If you're under 25, I think you deserve a pass on well-intended convex dishonesty. You just don't have enough experience with social systems to see why it is (usually) wrong.


I rarely quote gawker but they have a good write up about the whole fiasco:

http://gawker.com/5992733/how-to-become-a-teen-millionaire-b...

Basically, Nick was really pushy when he was young. I personally think all of us were, at some point, an immature or annoying teenager so his behaviour is probably not that out of the ordinary for someone his age. Hopefully he is more mature now.


All of us?

Some of us had to matured early, since we were raised on family farms without the benefit of being mollycoddled. If you need to grow up, I still have family in the business that can assist in positive behavior modification and inter-personal respect training. Might do Nick some good to live/work outside the 1%.


What's ridiculous isn't that Nick (whose father was a banker) had those advantages but that more people don't. It's not Nick's fault that people like us don't get audience with VCs in our teens.

Sure, Nick had early success, lots of ambition, and the typical immature character of a 15-year-old who's enthusiastic about his own ideas. Impulsive, creative, teenagers tend toward pushiness. Ask Wikipedia about my Ambition (sorry, had to make the pun) and you'll hear a similar story. We all have episodes of stupidity in our past.


It would be interesting to see what mountains Nick could climb if he wasn't helicoptered to the summit.

As for maturity, I probably grew up in totally different time, culture and environment than most of the HN readers. Even my siblings children don't understand their parents background. At 15 we were expected to be top students, hold a job, play sports/music and be respectful to a fault. (Yes sir.) No one would ever want to be consider a punk or a brat.
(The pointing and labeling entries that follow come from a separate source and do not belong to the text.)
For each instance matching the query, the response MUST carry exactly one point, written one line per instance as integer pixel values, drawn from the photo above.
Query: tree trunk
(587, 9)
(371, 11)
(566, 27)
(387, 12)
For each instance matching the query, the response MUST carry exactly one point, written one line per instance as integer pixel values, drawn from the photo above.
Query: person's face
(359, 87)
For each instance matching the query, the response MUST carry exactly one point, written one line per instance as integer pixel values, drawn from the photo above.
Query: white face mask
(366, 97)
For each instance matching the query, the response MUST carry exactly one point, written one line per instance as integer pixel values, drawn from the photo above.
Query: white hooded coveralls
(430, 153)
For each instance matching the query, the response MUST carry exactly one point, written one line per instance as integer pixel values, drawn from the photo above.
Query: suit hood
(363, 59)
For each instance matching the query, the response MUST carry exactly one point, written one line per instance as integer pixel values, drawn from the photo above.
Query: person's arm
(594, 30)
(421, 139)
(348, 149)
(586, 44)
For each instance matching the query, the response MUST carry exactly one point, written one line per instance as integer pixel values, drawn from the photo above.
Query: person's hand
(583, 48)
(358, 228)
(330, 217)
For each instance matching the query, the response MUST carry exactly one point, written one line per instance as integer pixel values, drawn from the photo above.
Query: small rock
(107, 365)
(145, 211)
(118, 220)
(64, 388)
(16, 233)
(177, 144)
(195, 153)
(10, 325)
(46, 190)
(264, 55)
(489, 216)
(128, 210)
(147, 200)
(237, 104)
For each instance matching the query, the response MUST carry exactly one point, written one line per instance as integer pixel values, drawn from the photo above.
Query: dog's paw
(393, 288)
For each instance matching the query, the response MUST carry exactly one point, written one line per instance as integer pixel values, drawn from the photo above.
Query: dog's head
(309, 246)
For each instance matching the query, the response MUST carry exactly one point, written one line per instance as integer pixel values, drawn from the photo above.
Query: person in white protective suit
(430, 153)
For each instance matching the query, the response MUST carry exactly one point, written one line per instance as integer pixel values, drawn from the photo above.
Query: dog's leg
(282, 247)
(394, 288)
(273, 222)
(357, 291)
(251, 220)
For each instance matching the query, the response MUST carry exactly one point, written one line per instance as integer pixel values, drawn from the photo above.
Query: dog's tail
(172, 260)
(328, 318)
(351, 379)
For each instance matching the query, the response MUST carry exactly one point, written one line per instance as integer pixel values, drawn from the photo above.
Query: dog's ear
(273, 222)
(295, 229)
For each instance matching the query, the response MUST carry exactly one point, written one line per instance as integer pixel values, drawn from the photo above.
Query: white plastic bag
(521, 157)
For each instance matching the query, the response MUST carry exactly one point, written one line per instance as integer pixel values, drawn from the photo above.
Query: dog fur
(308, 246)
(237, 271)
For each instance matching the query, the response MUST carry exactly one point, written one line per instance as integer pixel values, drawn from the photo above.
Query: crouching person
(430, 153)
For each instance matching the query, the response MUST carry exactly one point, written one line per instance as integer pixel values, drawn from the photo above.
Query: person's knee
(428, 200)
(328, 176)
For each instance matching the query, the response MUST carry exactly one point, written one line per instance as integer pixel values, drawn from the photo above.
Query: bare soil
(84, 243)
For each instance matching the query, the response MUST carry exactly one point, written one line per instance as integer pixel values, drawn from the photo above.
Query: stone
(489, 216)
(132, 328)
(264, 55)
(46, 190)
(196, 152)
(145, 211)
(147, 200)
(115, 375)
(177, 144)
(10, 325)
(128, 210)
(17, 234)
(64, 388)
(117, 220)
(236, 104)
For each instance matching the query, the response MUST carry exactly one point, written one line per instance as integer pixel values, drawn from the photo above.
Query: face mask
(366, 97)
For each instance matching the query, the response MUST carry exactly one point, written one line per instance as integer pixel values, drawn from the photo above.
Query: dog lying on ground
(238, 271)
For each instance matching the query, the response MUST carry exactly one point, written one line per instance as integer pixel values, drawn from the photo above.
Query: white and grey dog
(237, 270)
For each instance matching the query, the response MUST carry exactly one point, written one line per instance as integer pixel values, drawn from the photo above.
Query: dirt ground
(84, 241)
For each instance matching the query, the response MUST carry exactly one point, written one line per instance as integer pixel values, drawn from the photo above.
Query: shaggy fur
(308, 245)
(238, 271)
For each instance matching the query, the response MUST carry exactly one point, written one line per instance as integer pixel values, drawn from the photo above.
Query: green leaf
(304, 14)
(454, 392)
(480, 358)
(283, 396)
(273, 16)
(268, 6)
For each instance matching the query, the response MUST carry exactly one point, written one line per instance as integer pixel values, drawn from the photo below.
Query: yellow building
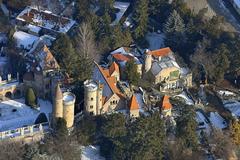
(101, 94)
(166, 107)
(63, 106)
(165, 70)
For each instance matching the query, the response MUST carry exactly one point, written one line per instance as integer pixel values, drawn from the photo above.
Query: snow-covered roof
(33, 28)
(122, 6)
(24, 40)
(46, 19)
(157, 67)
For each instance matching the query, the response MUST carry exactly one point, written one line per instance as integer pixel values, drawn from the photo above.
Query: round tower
(58, 103)
(90, 96)
(68, 108)
(148, 61)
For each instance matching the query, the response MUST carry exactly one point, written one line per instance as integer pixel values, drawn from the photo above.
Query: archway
(8, 95)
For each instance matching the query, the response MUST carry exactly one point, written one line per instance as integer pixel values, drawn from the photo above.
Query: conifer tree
(131, 72)
(64, 53)
(141, 18)
(174, 23)
(174, 29)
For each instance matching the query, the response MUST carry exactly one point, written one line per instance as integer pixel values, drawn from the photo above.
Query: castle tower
(68, 108)
(91, 97)
(148, 61)
(58, 103)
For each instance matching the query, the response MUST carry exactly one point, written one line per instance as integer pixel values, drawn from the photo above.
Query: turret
(148, 61)
(91, 97)
(58, 103)
(68, 108)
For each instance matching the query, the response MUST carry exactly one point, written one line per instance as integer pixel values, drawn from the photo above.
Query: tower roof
(58, 92)
(166, 103)
(114, 67)
(160, 52)
(133, 103)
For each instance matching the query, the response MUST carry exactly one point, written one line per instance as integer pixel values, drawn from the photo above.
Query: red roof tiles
(160, 52)
(133, 103)
(166, 105)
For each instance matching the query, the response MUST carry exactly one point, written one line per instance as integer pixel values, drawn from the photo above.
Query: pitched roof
(121, 57)
(58, 93)
(111, 81)
(160, 52)
(133, 103)
(114, 67)
(166, 103)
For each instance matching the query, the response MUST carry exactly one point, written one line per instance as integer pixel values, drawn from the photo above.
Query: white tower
(92, 97)
(148, 61)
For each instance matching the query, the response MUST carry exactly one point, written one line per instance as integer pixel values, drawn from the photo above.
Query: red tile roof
(114, 67)
(111, 81)
(121, 57)
(166, 105)
(133, 103)
(160, 52)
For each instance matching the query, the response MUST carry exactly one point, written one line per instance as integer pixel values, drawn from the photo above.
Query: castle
(101, 94)
(162, 65)
(63, 106)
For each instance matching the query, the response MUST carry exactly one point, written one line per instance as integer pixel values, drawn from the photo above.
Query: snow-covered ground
(141, 104)
(226, 93)
(155, 40)
(202, 122)
(217, 121)
(186, 98)
(122, 6)
(233, 106)
(91, 153)
(24, 115)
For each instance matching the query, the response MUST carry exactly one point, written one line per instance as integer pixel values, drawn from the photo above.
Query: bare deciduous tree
(85, 42)
(11, 150)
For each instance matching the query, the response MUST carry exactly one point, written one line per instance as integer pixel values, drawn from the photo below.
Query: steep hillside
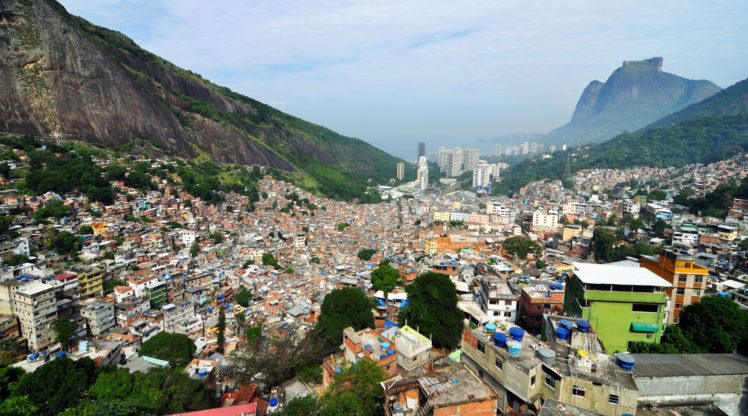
(63, 77)
(712, 130)
(634, 96)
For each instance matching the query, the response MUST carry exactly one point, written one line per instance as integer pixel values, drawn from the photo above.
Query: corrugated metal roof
(678, 365)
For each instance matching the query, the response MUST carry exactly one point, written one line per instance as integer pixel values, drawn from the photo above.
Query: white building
(99, 317)
(36, 308)
(422, 176)
(542, 219)
(497, 300)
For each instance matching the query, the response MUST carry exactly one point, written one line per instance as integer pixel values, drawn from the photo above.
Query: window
(550, 382)
(645, 307)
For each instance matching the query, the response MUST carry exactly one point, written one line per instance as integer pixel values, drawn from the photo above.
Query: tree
(433, 309)
(177, 349)
(241, 319)
(221, 337)
(18, 406)
(343, 308)
(715, 324)
(384, 278)
(366, 253)
(194, 249)
(300, 406)
(269, 260)
(603, 244)
(521, 246)
(356, 391)
(115, 385)
(242, 297)
(64, 330)
(57, 385)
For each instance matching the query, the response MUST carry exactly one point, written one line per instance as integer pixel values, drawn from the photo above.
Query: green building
(623, 303)
(157, 295)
It's sad, but in the winner-take-all era that has come about after the Reagan Era, self-promotion (even using extremely unfair advantages, such as a parent who knows VCs) wins out over restraint and even over decency. This has nothing to do with Nick; it's just the way times are changing.

I have no idea whether this is good or bad. It just seems to be how things are playing out. This is going to sound awfully cliche, but hate the game and not the player.

This may be wishful thinking, but we may be reaching a Singularity of Stupid, and perhaps there will be a Flight to Substance after the cool kids and VC darlings and celebrity investors get burned and their heads shrink a bit. I'd like to see the Flight to Substance and return to Real Technology soon. Curing cancer is a lot more important than another damn social media app.

Social media is the reality TV of startups. It's not common because it's good but because it's cheap, with "cheap" here defined in the truly scarce quantity: technical talent. Any idiot can do SM, which is why there's so much of it.